Statistics Seminar

Spring 2019

Seminars are held from 4:00 p.m. – 5:00 p.m. in Griffin-Floyd 100 unless otherwise noted.Refreshments are available before the seminars from 3:30 p.m. – 4:00 p.m. in Griffin-Floyd Hall 103.

Date Speaker    Title
Mar 14 Lingzhou Xue 

(Penn State University)

Fisher’s Combined Probability Tests for Complex, High Dimensional Data

Mar 21 Anindya Bhadra

(Purdue University)

Horseshoe Regularization for Prediction and Inverse Covariance Estimation

Apr 16 Joseph W Hogan

(Brown University)

Using Electronic Health Records Data for Predictive and Causal Inference About the HIV Care Cascade



Fisher’s Combined Probability Tests for Complex, High Dimensional Data
Lingzhou Xue, Penn State University


In the past decade, two sets of test statistics are widely used for high-dimensional hypothesis tests: 1) using extreme-value form statistics to test against sparse alternatives, and 2) using quadratic form statistics to test against dense alternatives with small disturbances. However, quadratic form statistics suffer from low power against sparse alternatives, and extreme-value form statistics suffer from low power against dense alternatives. For various real-world applications, it is important to develop the power enhancement testing procedures. In this talk, we provide a completely new perspective by studying the asymptotic joint distribution of quadratic form statistics and extreme-value form statistics. Based on their explicit joint limiting laws, we follow the philosophy of Fisher’s method to develop power enhancement tests for high-dimensional means, banded covariances, spiked covariances, and multi-factor pricing models. We prove that Fisher’s combined probability tests boost the power against more general alternatives while retaining the correct asymptotic size. We demonstrate the finite-sample performance of our proposed testing procedures in both simulation studies and real applications.

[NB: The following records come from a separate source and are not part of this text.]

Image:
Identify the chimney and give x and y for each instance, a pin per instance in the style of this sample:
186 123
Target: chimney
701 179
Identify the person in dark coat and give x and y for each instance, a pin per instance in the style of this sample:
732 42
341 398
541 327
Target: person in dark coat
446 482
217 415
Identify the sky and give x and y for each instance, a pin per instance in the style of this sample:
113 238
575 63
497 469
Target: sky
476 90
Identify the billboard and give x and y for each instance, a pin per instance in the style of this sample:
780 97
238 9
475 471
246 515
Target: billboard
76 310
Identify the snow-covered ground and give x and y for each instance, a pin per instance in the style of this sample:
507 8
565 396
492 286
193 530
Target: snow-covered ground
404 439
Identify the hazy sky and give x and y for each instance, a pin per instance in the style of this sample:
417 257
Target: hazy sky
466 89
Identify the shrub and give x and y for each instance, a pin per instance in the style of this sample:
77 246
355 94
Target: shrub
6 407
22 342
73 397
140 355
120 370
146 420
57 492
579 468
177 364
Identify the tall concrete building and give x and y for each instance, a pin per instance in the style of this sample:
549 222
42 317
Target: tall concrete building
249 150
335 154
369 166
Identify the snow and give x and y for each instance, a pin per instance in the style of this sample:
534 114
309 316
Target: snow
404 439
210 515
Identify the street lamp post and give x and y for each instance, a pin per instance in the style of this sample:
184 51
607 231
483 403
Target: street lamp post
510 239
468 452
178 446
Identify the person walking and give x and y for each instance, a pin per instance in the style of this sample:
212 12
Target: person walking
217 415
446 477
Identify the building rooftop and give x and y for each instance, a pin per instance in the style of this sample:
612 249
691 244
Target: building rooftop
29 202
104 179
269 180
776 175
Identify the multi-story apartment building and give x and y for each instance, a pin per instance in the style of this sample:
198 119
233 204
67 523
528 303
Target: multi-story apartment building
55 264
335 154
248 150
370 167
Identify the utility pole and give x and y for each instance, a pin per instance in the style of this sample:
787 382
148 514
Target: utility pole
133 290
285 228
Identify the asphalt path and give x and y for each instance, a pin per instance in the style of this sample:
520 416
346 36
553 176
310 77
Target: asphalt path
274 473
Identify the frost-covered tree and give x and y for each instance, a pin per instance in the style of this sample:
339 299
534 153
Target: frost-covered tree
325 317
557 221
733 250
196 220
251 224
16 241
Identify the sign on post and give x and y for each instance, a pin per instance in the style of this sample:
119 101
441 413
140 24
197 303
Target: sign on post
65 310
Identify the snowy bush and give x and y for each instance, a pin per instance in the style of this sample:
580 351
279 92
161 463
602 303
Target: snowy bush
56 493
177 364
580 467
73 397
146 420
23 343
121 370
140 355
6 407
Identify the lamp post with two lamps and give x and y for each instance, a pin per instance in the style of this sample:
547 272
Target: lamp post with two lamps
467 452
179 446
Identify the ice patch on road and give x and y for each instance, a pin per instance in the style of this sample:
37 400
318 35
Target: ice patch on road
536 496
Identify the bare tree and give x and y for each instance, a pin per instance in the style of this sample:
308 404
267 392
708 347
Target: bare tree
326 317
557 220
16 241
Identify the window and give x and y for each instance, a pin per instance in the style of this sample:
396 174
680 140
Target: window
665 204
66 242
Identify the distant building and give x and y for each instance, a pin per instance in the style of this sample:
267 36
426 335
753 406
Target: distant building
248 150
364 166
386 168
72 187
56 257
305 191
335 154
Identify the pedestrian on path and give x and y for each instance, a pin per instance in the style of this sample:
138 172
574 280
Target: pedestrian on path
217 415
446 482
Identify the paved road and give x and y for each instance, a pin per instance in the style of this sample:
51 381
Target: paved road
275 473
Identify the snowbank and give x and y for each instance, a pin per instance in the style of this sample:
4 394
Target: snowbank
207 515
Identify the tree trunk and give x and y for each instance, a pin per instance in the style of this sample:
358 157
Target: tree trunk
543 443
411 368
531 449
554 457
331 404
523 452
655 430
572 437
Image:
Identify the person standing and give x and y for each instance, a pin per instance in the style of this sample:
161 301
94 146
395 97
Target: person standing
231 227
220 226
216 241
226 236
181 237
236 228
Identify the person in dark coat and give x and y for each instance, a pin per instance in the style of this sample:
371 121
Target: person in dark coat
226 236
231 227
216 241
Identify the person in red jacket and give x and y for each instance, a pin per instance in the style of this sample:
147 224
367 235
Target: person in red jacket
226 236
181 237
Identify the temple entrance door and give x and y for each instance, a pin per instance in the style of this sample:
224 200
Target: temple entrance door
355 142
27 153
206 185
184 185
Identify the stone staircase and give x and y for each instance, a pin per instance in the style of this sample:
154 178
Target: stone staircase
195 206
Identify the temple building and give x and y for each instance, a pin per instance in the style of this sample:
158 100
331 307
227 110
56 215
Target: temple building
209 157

Horseshoe Regularization for Prediction and Inverse Covariance Estimation
Anindya Bhadra, Purdue University

Since the advent of the horseshoe priors for regularization, global-local shrinkage methods have proved to be a fertile ground for the development of Bayesian theory and methodology in high-dimensional problems. They have achieved remarkable success in computation, and enjoy strong theoretical support. Much of the existing literature, however, has focused on estimation and variable selection results in the sparse normal means model. The purpose of the current talk is to demonstrate that the horseshoe priors are useful more broadly, by considering two different directions. First, we consider finite sample (finite n, finite p>n) prediction risk results in linear regression and explicitly point out under what circumstances can horseshoe regression be expected to outperform global shrinkage methods, such as ridge regression in prediction. Second, we develop a multivariate extension of the horseshoe for estimating the precision matrix in graphical models that we term the graphical horseshoe estimator.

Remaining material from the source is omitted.